Tak hanya tentang listrik, Martinus mengeluhkan pembangunan Rampasasa yang tertinggal di hampir segala sektor. Dari segi transportasi, dusun ini tidak dilalui angkutan umum, sehingga akses warga terhadap transportasi publik jadi terbatas. "Bahkan, untuk mengurus KTP, mereka kesulitan. Transportasi ke kecamatan perlu dana puluhan ribu rupiah untuk pulang-pergi," ujarnya.
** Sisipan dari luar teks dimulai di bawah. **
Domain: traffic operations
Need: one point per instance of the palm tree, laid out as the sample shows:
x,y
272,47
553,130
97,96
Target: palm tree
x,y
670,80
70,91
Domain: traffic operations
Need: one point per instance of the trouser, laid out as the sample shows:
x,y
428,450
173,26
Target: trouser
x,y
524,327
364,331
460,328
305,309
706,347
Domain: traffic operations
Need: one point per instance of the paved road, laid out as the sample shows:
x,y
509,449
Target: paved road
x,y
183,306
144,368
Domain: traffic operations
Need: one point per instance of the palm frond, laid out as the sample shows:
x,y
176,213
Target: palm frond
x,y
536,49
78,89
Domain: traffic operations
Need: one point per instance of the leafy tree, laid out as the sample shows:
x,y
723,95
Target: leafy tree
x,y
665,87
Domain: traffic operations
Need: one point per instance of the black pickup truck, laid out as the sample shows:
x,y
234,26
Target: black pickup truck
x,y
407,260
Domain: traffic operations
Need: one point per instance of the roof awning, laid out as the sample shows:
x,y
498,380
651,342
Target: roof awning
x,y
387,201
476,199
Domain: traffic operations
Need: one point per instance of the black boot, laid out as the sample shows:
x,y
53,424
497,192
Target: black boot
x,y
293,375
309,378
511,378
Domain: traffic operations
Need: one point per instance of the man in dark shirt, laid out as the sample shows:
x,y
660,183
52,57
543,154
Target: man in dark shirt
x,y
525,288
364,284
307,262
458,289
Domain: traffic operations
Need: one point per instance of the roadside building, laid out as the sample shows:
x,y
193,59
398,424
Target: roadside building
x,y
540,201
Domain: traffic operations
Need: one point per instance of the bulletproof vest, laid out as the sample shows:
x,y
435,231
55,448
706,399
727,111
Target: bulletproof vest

Karena tidak memiliki kartu tanda penduduk, warga pun tidak punya akses ke fasilitas lain, seperti program Jaminan Kesehatan Masyarakat dan program Bantuan Langsung Sementara Masyarakat (BLSM). "Banyak warga, termasuk ayah saya, zaman SBY mendapatkan kartu BLT (Bantuan Langsung Tunai), tapi zaman Jokowi tidak mendapat kartu BLSM," kata Martinus.
Sepanjang malam, Tempo mendengarkan cerita panjang dan unik masyarakat Rampasasa. Kadang kami tertawa, kadang hening menyambut cerita miris. Dengan lampu yang semakin lama semakin redup.
Dusun Rampasasa, Flores, telah lama menjadi sorotan para peneliti dunia karena memiliki populasi dengan perawakan pendek atau biasa disebut pigmi. Manusia pigmi didefinisikan sebagai anggota kelompok dengan pria dewasa yang rata-rata memiliki tinggi badan kurang dari 150 sentimeter.
Pigmi Rampasasa menarik karena berdekatan dengan Liang Bua, lokasi temuan fosil yang diperkirakan sebagai suatu spesies baru. Peter Brown dan Michael J. Morwooddi majalah ilmiah prestisius dunia, Nature (27 Oktober 2004), menyatakan mereka menemukan bagian tulang dari seorang perempuan dewasa yang bertinggi badan kurang dari satu meter dengan volume otak 380 cc. Morwood kemudian mengumumkan bahwa penemuan tersebut adalah bagian dari spesies baru, yaitu Homo floresiensis.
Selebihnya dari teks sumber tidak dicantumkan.